Elle fit volte-face, s'empara de son téléphone et pianota d'une main tremblante le numéro des urgences. Tout allait trop lentement! Le temps que quelqu'un daigne décrocher l'appareil du côté de l'hôpital, Avril avait déjà pue se jeter au côté de son frère et le relever en position assise, sous les directives de sa copine hystérique qui ne faisait que l'a stresser davantage. Le dos brûlant de Justin reposait sur le carrelage frais du mur et sa tête pendait mollement sur le côté.

-Hôpital Sharp Grossmont, décrivez-nous votre urgence.

Elle avait presque oublié que ce fichu téléphone sonnait encore, cela lui avait semblé une éternité. Retrouvant un semblant de calme, elle expliqua la situation à l'homme qui lui avait répondu. Elle était agitée par de violents frissons qui l'empêchait de rester en place et la faisaient aller et venir dans le couloir. 

-Très bien, êtes-vous seule?

-Non.

-A part les coups que vous voyez, y-a-t'il des blessures plus profondes?

-C'est à dire? Demanda-t'elle d'une voix rauque.

-Putain, mais dépêche-toi Avril, il bouge plus! Lui cria Lonie en secouant le jeune homme.
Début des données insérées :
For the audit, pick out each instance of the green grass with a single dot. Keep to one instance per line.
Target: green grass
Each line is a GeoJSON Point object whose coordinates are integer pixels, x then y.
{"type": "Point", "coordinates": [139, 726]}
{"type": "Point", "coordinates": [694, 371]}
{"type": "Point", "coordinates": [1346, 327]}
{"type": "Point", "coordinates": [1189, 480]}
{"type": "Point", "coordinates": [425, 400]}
Tout ça... Les questions implicites du médecin régulateur, les cris de Lonie, le sang sur le carrelage, le visage pâle comme la mort de son frère, son corps secoué dans tous les sens... Avril sentit quelque chose en elle se rouvrir et les souvenirs affluèrent en un torrent toxique, sans qu'elle ne put les retenir. Quelque chose qu'elle avait enfouit si profondément qu'elle avait fini par l'oublier. C'était un horrible cauchemar, qu'elle revivait dix ans plus tard. L'odeur rouillée du sang lui revint dans ses moindres détails ainsi que celle de la peur qui l'avait étreint. Ses yeux sombre ainsi que sa silhouette massive réapparurent devant elle et Avril ne put s'empêcher de faire un pas en arrière. Ses mains se mirent à trembler brutalement et ses dents s'entrechoquèrent.

-Ne m'approche pas!! Hurla-t'elle de toute ses forces en trébuchant sur la jambe de son frère.

Elle tenta de garder son équilibre, battant l'air des bras, mais en vain. Elle se sentit tomber et s'étala sur le carrelage. 

Un bruit sourd résonna, des voix paniquées aussi, une douleur violente la saisit au crâne et puis, ce fut le noir complet.